CHP 500 bin, 700 bin, 2 bin üyenin olduğu yere sandık koyuyor eğilim yoklaması için. Bunu demokrasi şöleni olarak sunuyor, doğru. 240 bin üyenin olduğu İstanbul’a koy sandığı. Adana, İzmir’e koy. Kadıköy’e, Beşiktaş’a koy.

“İstanbul’da, Ankara’da hangi belediye başkanı büyükşehrin uygulamalarını mahkemelere taşıdı?”

İstanbul’da 14, Ankara’da 2 büyük belediye CHP’de. İstanbul’da 14 belediyeden hangisinin İstanbul’la ilgili etkin siyaset yaptığını gördünüz?  İstanbul’da, Ankara’da hangi belediye başkanı büyükşehrin uygulamalarını mahkemelere taşıdı? İmar artışlarına itiraz etti mi? Yüzlerce meclis üyesi var. 2-3 kişi mahkemeye taşıyor. Bir tek belediye başkanı kente karşı suçları taşıdı mı mahkemeye?

“Ataşehir, Maltepe, Kadıköy babanın evinden gelmedi”

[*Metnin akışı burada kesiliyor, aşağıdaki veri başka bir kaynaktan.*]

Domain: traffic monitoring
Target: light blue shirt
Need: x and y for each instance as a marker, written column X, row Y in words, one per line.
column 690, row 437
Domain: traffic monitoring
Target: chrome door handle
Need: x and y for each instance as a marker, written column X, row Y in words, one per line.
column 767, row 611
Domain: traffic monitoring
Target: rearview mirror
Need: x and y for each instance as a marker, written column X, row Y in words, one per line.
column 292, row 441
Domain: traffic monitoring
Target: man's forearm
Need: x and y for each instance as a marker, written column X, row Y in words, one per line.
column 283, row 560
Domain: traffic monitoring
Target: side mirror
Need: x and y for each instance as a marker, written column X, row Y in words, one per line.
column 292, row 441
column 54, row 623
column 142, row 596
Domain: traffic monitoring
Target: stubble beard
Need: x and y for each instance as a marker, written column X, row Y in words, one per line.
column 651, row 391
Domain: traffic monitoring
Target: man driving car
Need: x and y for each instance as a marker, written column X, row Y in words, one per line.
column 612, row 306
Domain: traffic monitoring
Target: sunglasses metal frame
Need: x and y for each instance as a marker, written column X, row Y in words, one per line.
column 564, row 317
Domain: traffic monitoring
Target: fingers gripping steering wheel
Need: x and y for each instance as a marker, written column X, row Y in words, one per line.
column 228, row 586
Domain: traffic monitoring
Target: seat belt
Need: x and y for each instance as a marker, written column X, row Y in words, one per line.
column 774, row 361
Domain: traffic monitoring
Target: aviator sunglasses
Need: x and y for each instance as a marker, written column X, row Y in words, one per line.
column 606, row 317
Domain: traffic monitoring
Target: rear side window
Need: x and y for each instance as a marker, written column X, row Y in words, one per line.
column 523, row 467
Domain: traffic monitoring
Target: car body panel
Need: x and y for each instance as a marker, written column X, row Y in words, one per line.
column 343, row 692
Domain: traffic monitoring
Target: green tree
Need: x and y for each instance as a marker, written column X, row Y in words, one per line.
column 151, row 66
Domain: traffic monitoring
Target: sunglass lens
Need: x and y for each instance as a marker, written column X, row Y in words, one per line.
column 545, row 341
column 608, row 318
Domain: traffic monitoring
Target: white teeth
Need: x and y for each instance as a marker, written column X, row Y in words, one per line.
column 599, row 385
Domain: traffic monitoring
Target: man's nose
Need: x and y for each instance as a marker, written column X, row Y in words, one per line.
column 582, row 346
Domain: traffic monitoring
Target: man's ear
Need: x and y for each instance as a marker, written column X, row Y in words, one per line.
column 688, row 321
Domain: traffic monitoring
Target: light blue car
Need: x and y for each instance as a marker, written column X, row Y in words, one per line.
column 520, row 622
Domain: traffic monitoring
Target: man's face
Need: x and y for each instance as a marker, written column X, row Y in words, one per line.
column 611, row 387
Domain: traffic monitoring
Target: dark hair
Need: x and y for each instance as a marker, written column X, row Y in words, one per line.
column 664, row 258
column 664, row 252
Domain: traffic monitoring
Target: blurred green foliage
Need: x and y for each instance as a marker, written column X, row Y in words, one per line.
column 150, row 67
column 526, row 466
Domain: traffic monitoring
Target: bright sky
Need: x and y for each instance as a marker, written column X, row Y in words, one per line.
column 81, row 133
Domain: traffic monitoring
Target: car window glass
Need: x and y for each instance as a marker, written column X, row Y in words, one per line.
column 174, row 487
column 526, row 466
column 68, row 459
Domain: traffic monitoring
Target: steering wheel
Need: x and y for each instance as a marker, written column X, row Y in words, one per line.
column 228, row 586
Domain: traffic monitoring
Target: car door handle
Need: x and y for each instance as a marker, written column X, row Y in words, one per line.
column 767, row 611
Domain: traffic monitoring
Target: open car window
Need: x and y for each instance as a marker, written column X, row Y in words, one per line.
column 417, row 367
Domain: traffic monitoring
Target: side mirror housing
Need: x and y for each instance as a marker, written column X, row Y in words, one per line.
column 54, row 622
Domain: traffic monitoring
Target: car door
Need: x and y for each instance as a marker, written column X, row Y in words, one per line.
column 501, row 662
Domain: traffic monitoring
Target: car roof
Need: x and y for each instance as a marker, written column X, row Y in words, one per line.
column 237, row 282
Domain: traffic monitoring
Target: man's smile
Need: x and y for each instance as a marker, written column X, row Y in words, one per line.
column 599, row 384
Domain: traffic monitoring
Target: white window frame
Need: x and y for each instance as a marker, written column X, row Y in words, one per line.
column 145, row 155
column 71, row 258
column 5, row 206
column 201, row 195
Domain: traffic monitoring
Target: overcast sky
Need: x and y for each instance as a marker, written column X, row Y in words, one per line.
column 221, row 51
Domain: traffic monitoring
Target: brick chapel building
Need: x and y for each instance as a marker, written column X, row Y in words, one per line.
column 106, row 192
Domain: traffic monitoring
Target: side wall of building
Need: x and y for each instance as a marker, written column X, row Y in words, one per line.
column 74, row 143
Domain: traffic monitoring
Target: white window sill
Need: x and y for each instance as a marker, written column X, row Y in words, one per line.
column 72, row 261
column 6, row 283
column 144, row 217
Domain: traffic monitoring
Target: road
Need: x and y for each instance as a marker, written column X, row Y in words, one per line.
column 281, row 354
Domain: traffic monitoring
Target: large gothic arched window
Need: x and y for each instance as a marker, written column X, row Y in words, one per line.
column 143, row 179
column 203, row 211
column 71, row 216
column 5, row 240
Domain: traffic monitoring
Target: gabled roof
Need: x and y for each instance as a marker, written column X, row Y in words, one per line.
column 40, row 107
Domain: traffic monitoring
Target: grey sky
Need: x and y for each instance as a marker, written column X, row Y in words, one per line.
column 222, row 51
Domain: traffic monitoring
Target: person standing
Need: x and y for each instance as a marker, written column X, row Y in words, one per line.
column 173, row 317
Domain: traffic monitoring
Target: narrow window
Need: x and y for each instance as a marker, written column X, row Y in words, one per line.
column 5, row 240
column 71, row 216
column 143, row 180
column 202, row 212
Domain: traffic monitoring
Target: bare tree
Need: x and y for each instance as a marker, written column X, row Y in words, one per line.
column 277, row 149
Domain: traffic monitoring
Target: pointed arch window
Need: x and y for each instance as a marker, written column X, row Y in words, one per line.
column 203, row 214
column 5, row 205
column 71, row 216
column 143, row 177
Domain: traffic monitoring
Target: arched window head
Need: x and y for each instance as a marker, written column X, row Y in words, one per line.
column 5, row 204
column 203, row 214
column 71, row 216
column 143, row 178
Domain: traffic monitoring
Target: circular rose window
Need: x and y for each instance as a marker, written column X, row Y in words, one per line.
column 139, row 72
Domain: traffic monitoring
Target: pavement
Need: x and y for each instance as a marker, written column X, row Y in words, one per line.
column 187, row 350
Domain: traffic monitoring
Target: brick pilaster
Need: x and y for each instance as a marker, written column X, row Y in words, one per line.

Ankara’yı Gökçek yıllarca yönetti. Hangi CHP’li belediye başkanı Gökçek’in hukuksuz uygulamalarını mahkemeye taşıdı. İnandırıcılık sorunu oluyor. Ketin yağmalanmasına karşı çıkıyorsan belediyelerinin bulunduğu yerlerde buna izin vermeyeceksin, itiraz edeceksin.

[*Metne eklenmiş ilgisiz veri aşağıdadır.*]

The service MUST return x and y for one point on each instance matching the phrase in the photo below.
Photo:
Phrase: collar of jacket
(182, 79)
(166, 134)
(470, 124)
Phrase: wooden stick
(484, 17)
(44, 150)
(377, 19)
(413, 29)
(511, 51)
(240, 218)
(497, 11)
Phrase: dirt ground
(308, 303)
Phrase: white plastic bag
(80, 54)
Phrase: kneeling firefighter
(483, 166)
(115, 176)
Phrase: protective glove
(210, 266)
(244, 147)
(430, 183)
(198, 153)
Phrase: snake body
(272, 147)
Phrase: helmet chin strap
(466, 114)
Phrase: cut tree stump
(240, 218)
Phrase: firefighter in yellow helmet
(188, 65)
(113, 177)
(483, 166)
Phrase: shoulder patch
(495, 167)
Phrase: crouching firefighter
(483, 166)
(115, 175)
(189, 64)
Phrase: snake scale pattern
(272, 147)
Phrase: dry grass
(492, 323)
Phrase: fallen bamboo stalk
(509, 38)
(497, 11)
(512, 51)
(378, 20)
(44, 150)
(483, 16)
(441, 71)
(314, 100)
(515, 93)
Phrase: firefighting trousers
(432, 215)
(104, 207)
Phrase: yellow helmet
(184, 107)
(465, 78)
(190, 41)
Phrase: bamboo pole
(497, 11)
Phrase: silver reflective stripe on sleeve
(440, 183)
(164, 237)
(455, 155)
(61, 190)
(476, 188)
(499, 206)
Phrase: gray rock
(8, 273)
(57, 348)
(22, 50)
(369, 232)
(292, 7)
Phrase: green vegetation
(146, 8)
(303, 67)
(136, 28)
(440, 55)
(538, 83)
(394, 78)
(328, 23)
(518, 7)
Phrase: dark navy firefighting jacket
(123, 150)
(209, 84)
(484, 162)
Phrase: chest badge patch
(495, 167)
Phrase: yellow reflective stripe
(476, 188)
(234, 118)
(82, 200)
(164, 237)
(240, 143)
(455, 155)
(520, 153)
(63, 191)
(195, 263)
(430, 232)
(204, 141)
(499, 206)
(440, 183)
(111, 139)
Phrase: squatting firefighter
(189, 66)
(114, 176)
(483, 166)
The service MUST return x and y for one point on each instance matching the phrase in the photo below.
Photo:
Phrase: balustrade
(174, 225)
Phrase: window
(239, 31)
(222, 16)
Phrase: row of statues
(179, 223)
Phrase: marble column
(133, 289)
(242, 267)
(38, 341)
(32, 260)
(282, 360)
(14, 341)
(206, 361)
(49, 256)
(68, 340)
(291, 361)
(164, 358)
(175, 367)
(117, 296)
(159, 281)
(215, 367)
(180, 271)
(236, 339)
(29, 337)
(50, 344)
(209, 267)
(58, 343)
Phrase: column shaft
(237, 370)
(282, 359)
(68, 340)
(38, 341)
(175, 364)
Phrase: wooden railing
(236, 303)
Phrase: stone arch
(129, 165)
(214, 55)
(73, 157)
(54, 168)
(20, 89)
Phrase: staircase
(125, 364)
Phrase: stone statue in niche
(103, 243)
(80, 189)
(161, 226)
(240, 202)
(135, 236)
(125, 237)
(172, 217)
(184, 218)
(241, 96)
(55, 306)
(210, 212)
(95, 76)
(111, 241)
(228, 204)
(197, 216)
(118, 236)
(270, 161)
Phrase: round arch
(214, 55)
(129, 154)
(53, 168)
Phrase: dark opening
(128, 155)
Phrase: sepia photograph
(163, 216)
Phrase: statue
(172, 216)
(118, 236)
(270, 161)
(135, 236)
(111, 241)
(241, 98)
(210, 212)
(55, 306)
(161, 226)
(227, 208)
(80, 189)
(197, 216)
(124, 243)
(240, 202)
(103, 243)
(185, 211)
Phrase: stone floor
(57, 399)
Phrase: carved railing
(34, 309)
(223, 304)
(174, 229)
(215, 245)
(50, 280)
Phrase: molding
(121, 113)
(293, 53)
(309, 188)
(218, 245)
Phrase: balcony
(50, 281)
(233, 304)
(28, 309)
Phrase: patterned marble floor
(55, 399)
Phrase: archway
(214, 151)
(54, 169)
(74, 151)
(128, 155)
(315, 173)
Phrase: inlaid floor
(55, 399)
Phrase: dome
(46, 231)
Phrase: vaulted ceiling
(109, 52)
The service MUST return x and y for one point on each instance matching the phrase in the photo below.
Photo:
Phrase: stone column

CHP’nin İstanbul’da 14 belediyesi var. İstanbul’un rantını AKP değil CHP yönetiyor. Üretim, sanat, kültür CHP’li belediyelerin olduğu yerlerde. CHP’li başkanlar niye Sultanbeyli’de Esenler’de çalışmaz. Çoğu ilçe başkanları belediye başkanlarımızdan randevu alamıyor, bir şey isteyecek diye. Tabi ki isteyecek. Ataşehir, Maltepe, Kadıköy babanın evinden gelmedi ki. Oraya lütufla gelmedin. Belki senden dolayı CHP sorun yaşıyor.

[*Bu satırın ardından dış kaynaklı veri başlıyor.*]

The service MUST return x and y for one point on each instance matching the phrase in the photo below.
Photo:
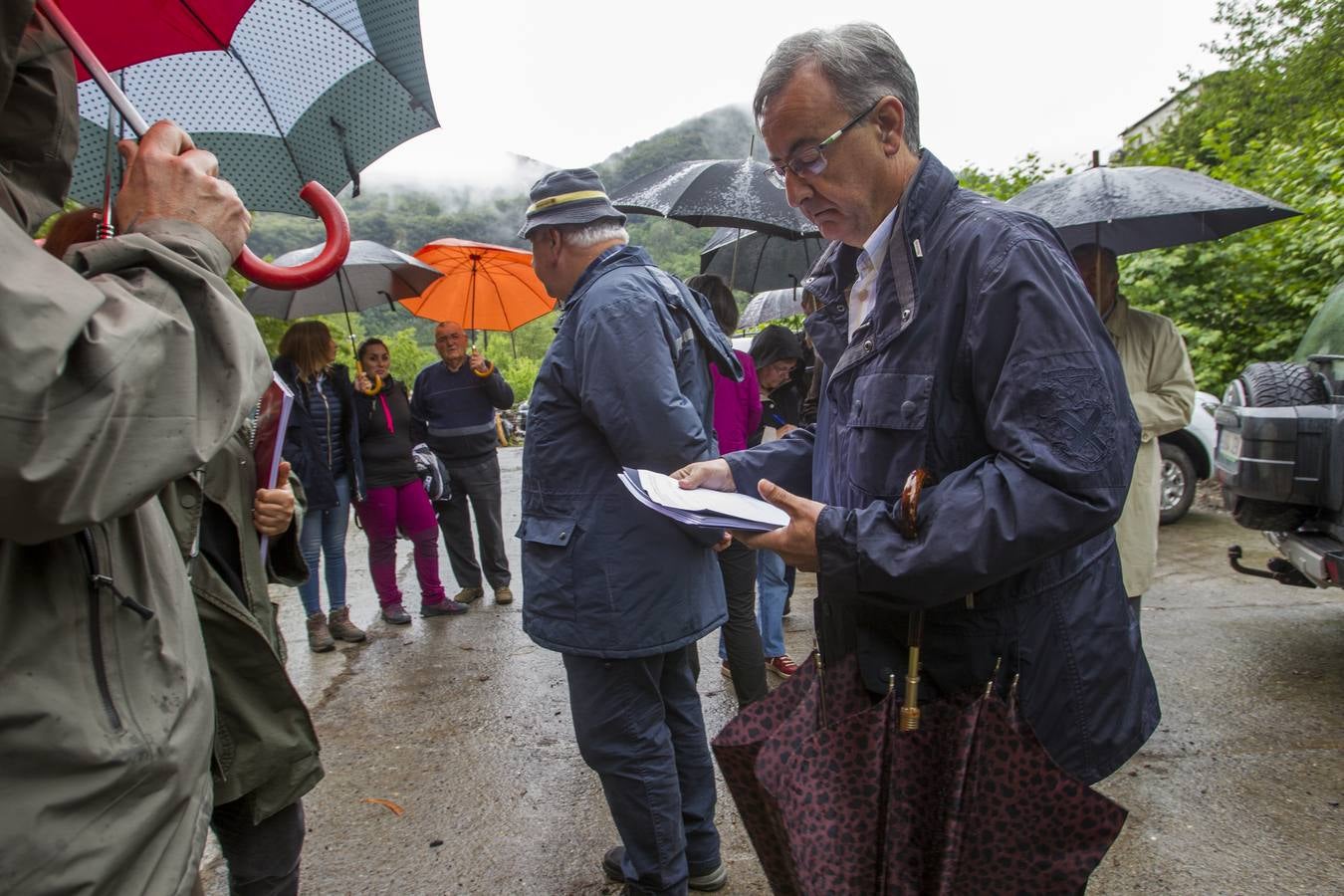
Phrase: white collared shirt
(864, 291)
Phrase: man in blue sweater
(453, 411)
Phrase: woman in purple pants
(396, 500)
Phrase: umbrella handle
(490, 367)
(319, 269)
(318, 196)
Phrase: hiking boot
(395, 614)
(706, 881)
(319, 635)
(342, 629)
(783, 666)
(444, 607)
(467, 595)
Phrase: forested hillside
(1271, 121)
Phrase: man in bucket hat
(621, 591)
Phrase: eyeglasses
(810, 161)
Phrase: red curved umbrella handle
(310, 273)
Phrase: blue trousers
(323, 535)
(638, 727)
(772, 591)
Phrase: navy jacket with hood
(984, 361)
(302, 439)
(625, 383)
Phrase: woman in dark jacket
(395, 497)
(323, 446)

Hazinedar’dan CHP eziyet çekti. Sarıgül, Hazinedar CHP’ye yük. Siz kendiniz gelmediniz ki, kişisel çıkarlarınız için film fırtına yapıp CHP örgütlerini yok sayacaksınız.

Kağıthane’den gelip İstanbul’u değiştirdiler. Elinde 14 belediye var, İstanbul’u değiştiremiyor musunuz?

Özellikle Anadolu’da doğu ve güneydoğuda, belde belediyeleri var. İzmir Belediye Başkanı Aziz Kocaoğlu demokrasi havarisi kesildi, başkanlara randevu vermiyor, bir şey isteyecek diye. Kamunun hiçbir yatırımı gitmiyor oralara. CHP’li büyükşehirler buralara sahip çıkacak. Bakırköy, Kadıköy, Şişli, Bornova, Karşıyaka sahip çıkacak. Belediye başkanını imajı için yatırım yapıyorlar. Pop sanatçılarını getirip dünyanın parasını veriyorlar. Anadolu’daki belediye 1 yılda o parayı harcayamıyor, bütçesi o kadar değil. Oralara CHP örgütleriyle geldin, CHP’ye inanan seçmenin oy vermesiyle geldin.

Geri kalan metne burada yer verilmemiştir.